For the Anolis data the sequence quality per base is uniformly quite high, with dips only in the first and last 5 bases (again this is typical for Illumina reads). Based on information from this plot we can see that the Anolis data doesn’t need a whole lot of trimming, which is good.

Now lets look at the Per base sequece content, which FastQC highlights with a scary red X. png

The squiggles indicate base composition per base position averaged across the reads. It looks like the signal FastQC is concerned about here is related to the extreme base composition bias of the first 5 positions. We happen to know this is a result of the restriction enzyme overhang present in all reads (TGCAT in this case for the EcoT22I enzyme used), and so it is in fact of no concern.

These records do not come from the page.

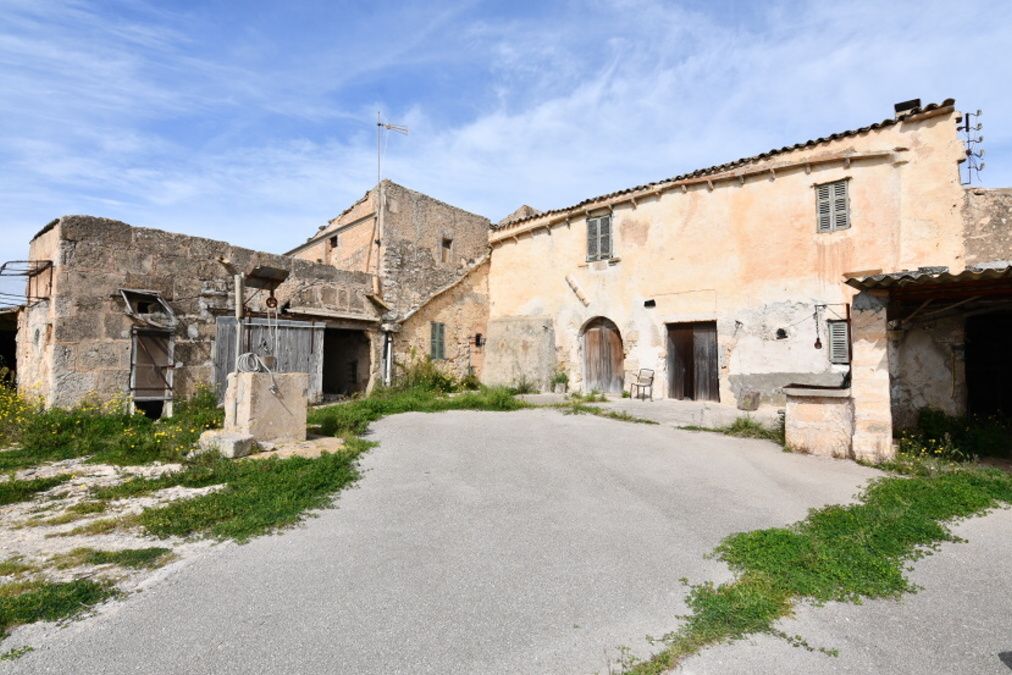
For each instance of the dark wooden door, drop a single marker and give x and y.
(603, 357)
(692, 361)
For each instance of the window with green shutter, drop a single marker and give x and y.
(832, 206)
(599, 238)
(438, 349)
(839, 341)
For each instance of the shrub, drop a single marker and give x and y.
(425, 374)
(108, 433)
(956, 438)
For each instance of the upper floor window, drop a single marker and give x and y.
(839, 341)
(832, 206)
(599, 238)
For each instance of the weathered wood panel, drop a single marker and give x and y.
(298, 347)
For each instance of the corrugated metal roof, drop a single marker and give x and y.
(721, 168)
(928, 276)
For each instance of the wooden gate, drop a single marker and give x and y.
(602, 356)
(299, 349)
(692, 361)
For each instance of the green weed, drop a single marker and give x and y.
(29, 601)
(838, 553)
(14, 491)
(136, 559)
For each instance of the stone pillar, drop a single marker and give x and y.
(869, 385)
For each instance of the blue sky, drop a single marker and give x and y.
(254, 121)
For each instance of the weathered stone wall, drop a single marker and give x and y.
(414, 227)
(79, 341)
(464, 309)
(743, 251)
(819, 422)
(988, 218)
(520, 348)
(927, 369)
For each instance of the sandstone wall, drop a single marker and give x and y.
(79, 341)
(464, 311)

Now lets look at Adapter Content:

png

Here we can see adapter contamination increases toward the tail of the reads, approaching 40% of total read content at the very end. The concern here is that if adapters represent some significant fraction of the read pool, then they will be treated as “real” data, and potentially bias downstream analysis. In the Anolis data this looks like it might be a real concern so if we were assembling this dataset we’d want to keep this in mind during step 2 of the ipyrad analysis, and incorporate 3’ read trimming and aggressive adapter filtering.

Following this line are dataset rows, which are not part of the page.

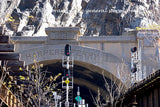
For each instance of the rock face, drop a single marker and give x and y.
(93, 17)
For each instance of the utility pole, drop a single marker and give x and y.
(67, 63)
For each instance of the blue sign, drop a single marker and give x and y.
(78, 98)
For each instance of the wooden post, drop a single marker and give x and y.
(134, 103)
(1, 30)
(4, 39)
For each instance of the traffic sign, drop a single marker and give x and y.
(78, 98)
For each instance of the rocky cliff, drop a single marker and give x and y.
(93, 17)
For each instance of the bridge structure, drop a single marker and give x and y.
(93, 54)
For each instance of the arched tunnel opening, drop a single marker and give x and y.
(87, 77)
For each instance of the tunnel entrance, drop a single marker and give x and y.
(88, 79)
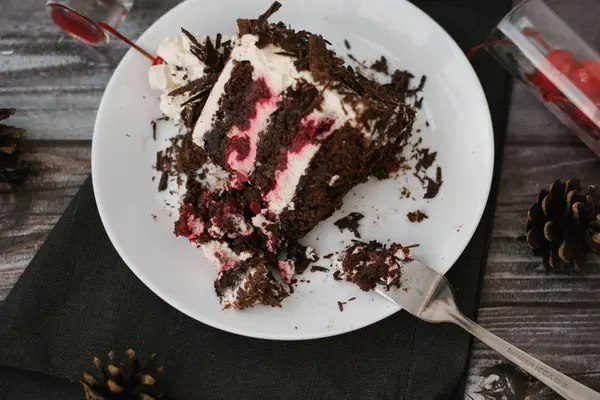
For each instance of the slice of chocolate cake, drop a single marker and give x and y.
(293, 129)
(371, 264)
(287, 117)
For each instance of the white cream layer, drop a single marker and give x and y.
(279, 73)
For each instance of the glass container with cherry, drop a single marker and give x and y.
(559, 67)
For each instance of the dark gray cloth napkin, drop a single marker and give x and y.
(78, 299)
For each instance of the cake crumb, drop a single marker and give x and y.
(336, 275)
(416, 216)
(162, 185)
(350, 222)
(153, 124)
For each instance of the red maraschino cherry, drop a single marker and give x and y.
(564, 62)
(587, 77)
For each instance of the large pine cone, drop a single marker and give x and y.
(563, 225)
(128, 380)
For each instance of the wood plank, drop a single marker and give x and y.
(56, 83)
(563, 337)
(28, 213)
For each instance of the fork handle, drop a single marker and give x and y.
(560, 383)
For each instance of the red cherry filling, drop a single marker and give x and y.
(564, 62)
(586, 76)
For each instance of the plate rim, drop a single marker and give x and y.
(489, 131)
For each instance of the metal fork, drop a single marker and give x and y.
(428, 296)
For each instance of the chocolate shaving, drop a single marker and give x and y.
(419, 103)
(416, 216)
(336, 275)
(380, 66)
(197, 47)
(433, 187)
(6, 112)
(272, 10)
(350, 222)
(205, 82)
(212, 55)
(159, 161)
(425, 159)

Other than this, the data look good and we can proceed with the ipyrad analysis.

References

Prates, I., Xue, A. T., Brown, J. L., Alvarado-Serrano, D. F., Rodrigues, M. T., Hickerson, M. J., & Carnaval, A. C. (2016). Inferring responses to climate dynamics from historical demography in neotropical forest lizards. Proceedings of the National Academy of Sciences, 113(29), 7978-7985.